Le chef de l’Etat congolais, Denis Sassou-N’Guesso a invité les parlementaires de la communauté économiques des Etats de l’Afrique centrale à devenir « des acteurs pragmatiques de première ligne sur le terrain, au rythme d’un parlementaire, un Champ, de préférence chacun […] dans sa circonscription élection ». L’invite a été lancée à l’ouverture du forum des parlementaires d’Afrique Centrale sur la sécurité alimentaire et nutritionnelle qui s’est ouvert à Brazzaville, le 19 novembre 2019.

Devant les parlementaires de la sous-région Afrique Centrale, Denis Sassou-N’Guesso a rappelé la disponibilité de son pays à soutenir inlassablement les efforts de la CEEAC, dans sa marche vers l’essor socio-économique de cette partie du continent. Il les a invités à prêcher par l’exemple. « Elus du Peuple et, en votre qualité de législateurs, il vous faut montrer l’exemple… », a déclaré le chef de l’Etat congolais qui a ajouté : il faut aller au-delà des discours et des forums pour privilégier une perspective législative articulée par une vision communautaire globale.

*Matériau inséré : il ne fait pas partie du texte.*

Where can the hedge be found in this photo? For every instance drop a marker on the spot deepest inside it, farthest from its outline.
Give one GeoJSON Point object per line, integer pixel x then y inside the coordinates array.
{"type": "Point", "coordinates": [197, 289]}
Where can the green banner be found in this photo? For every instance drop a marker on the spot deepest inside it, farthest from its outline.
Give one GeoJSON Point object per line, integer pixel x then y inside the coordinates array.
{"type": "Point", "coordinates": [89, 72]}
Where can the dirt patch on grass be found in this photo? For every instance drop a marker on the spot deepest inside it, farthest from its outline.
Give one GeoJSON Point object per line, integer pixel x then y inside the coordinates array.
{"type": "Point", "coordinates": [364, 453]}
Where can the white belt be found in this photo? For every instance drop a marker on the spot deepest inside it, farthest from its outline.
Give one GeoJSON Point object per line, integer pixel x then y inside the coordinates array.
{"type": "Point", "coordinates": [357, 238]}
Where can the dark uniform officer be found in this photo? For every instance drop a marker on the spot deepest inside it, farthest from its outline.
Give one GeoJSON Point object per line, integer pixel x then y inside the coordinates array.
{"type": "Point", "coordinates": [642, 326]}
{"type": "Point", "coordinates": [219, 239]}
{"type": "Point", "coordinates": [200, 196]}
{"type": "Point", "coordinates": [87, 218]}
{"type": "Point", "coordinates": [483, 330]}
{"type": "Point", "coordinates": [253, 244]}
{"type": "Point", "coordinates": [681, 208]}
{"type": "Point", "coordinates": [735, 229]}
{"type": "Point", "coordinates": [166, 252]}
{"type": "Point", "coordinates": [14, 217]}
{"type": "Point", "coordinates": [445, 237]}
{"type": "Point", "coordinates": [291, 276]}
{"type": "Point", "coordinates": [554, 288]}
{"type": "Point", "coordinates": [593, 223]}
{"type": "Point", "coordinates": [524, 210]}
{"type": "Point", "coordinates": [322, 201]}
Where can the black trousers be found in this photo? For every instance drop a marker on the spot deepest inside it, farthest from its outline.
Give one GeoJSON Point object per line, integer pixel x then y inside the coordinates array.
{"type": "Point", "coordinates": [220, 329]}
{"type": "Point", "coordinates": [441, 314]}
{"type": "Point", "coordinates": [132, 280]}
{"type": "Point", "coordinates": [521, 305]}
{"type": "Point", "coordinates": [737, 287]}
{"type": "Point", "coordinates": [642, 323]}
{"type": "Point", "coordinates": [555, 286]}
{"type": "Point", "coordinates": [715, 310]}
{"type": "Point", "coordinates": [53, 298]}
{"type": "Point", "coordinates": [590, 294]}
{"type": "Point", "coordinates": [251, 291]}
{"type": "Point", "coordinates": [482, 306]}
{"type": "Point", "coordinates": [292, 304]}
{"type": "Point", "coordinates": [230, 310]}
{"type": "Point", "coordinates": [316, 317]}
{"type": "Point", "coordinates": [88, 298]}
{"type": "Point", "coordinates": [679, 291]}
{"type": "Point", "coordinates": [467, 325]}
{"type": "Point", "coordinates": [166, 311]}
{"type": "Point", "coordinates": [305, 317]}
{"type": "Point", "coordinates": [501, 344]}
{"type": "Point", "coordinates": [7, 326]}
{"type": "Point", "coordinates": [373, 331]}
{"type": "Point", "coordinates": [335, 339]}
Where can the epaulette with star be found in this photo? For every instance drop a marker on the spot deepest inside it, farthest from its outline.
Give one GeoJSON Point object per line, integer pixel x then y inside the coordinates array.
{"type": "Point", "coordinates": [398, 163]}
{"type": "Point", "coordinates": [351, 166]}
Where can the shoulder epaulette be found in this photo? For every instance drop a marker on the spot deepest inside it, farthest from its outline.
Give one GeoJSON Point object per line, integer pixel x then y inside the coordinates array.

La malnutrition est une réalité dans les familles qui ne manque pas de conséquences, à relever le chef de l’Etat congolais. « Que d’échecs scolaires sont engendrés par la disponibilité alimentaire insuffisante dans les familles et les écoles », a fait observer le président Denis Sassou-N’Guesso. Parmi les conséquences de la malnutrition, le chef de l’Etat congolais a relevé « la vulnérabilité des femmes enceintes ou allaitantes ainsi que celle des enfants en bas âge [qui] restent également préoccupante  ». Et, il s’interroge « …sur l’efficacité des politiques agricoles mises en œuvre, en rapport avec leurs capacités réelles à satisfaire la demande locale et sous régionale ».

Or, pour Denis Sassou-N’Guesso, « toutes ces évocations resteront sans suite tant que nos Etats ne réussiront pas à faire en sorte que la nourriture disponible devienne notre médicament quotidien de base, par sa qualité et ses vertus protectrices, voire curatives devant la maladie ». D’où, la nécessité de doter les Etats des structures modernes de conditionnement et d’infrastructures viables de transport, reliant les différents bassins de production aux pôles de consommation.

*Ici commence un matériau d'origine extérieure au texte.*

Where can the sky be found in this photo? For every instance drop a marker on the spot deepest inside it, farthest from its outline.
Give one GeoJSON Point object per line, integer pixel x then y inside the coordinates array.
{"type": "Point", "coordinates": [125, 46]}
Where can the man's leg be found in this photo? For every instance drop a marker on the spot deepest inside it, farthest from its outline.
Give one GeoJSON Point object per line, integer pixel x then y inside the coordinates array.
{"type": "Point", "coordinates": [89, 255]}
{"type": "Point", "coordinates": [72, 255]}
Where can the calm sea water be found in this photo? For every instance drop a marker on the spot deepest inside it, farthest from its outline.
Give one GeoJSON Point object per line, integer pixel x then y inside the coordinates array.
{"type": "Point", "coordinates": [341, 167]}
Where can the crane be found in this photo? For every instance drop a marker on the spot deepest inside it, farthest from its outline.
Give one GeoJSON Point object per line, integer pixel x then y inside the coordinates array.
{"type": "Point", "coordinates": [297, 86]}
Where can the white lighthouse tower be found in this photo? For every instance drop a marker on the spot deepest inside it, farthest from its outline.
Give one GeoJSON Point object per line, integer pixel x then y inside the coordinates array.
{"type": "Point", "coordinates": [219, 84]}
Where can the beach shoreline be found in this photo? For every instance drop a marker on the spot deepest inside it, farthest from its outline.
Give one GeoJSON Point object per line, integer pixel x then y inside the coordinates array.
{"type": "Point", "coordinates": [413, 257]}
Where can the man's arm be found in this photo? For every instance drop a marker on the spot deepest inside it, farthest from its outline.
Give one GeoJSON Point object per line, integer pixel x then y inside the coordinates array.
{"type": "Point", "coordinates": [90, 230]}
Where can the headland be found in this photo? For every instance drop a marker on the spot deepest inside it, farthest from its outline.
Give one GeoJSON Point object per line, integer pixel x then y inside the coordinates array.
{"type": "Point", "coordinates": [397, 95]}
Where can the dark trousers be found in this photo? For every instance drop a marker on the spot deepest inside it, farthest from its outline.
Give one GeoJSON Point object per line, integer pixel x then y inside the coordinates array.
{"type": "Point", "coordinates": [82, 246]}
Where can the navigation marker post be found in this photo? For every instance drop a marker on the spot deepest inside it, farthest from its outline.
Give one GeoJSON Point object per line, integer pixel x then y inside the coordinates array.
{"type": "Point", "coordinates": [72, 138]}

Le président de la République du Congo a souligné les potentialités qui favorisent le succès dans la lutte contre la malnutrition en Afrique centrale, une sous-région aux multiples atouts disponibles : la pluviométrie abondante, des sols de grande fertilité, un réseau hydrographique dense, des terres cultivables disponibles, un ensoleillement appréciable. Grâce à ses atouts, a-t-il renchéri, les pays de la sous-région peuvent atteindre des niveaux conséquents de sécurité alimentaire et nutritionnelle.

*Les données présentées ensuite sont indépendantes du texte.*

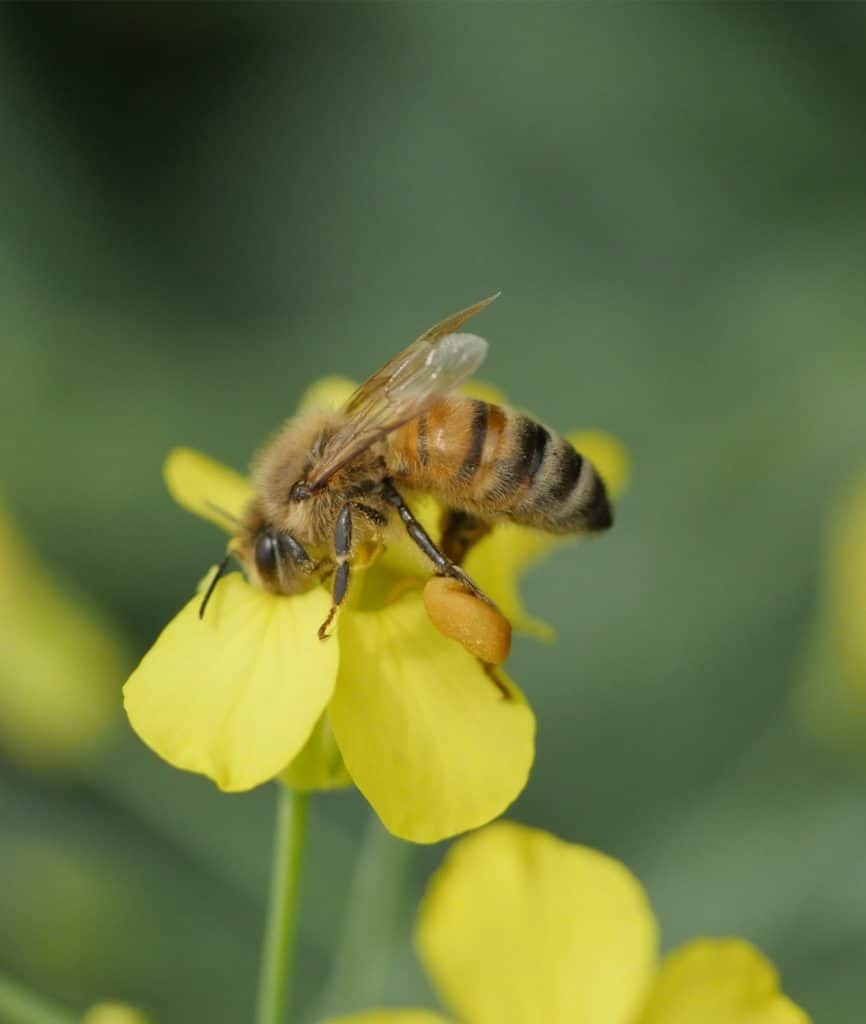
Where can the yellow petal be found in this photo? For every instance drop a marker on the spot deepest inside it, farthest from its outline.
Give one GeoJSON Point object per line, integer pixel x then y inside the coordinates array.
{"type": "Point", "coordinates": [114, 1013]}
{"type": "Point", "coordinates": [329, 393]}
{"type": "Point", "coordinates": [496, 563]}
{"type": "Point", "coordinates": [518, 927]}
{"type": "Point", "coordinates": [847, 586]}
{"type": "Point", "coordinates": [319, 765]}
{"type": "Point", "coordinates": [391, 1017]}
{"type": "Point", "coordinates": [235, 695]}
{"type": "Point", "coordinates": [608, 455]}
{"type": "Point", "coordinates": [61, 663]}
{"type": "Point", "coordinates": [719, 981]}
{"type": "Point", "coordinates": [427, 735]}
{"type": "Point", "coordinates": [205, 486]}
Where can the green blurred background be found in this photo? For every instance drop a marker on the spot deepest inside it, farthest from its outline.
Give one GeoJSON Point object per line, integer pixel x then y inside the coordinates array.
{"type": "Point", "coordinates": [206, 207]}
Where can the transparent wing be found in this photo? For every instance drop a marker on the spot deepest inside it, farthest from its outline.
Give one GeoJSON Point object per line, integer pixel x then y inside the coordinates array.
{"type": "Point", "coordinates": [405, 387]}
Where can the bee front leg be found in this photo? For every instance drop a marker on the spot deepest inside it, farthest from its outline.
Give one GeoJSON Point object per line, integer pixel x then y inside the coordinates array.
{"type": "Point", "coordinates": [342, 551]}
{"type": "Point", "coordinates": [420, 536]}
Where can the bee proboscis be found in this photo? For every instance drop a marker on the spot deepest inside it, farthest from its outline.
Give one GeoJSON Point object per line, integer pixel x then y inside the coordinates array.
{"type": "Point", "coordinates": [329, 484]}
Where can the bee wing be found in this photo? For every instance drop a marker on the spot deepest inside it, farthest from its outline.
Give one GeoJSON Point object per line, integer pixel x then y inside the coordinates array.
{"type": "Point", "coordinates": [405, 387]}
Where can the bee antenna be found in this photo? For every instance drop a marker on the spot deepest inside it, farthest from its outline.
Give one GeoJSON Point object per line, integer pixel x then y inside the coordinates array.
{"type": "Point", "coordinates": [223, 565]}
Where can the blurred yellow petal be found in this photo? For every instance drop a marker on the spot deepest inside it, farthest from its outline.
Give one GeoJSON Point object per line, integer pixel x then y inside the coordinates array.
{"type": "Point", "coordinates": [329, 393]}
{"type": "Point", "coordinates": [847, 586]}
{"type": "Point", "coordinates": [207, 487]}
{"type": "Point", "coordinates": [236, 694]}
{"type": "Point", "coordinates": [114, 1013]}
{"type": "Point", "coordinates": [61, 663]}
{"type": "Point", "coordinates": [426, 734]}
{"type": "Point", "coordinates": [719, 981]}
{"type": "Point", "coordinates": [319, 765]}
{"type": "Point", "coordinates": [608, 455]}
{"type": "Point", "coordinates": [832, 688]}
{"type": "Point", "coordinates": [391, 1017]}
{"type": "Point", "coordinates": [518, 927]}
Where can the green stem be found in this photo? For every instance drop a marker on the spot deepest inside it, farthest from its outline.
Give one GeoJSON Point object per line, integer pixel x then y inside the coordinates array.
{"type": "Point", "coordinates": [274, 981]}
{"type": "Point", "coordinates": [377, 915]}
{"type": "Point", "coordinates": [18, 1006]}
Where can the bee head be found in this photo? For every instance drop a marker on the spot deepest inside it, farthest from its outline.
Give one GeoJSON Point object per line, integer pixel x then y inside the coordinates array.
{"type": "Point", "coordinates": [277, 561]}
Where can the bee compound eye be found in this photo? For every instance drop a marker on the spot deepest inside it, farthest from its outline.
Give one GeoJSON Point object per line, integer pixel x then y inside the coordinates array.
{"type": "Point", "coordinates": [266, 554]}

Le président Denis Sassou-N’Guesso a relevé que « …cet objectif ne pourra être atteint sans l’élimination des discriminations hommes-femmes et la participation de celles-ci à la prise de décision ».

C’est une problématique transversale qui augure de ce que sera, sans nul doute, la sécurité alimentaire en Afrique centrale, a rappelé Denis Sassou-N’Guesso, qui a exhorté les partenaires au développement, particulièrement la FAO, le PAM et le PIDA, à la consolider davantage.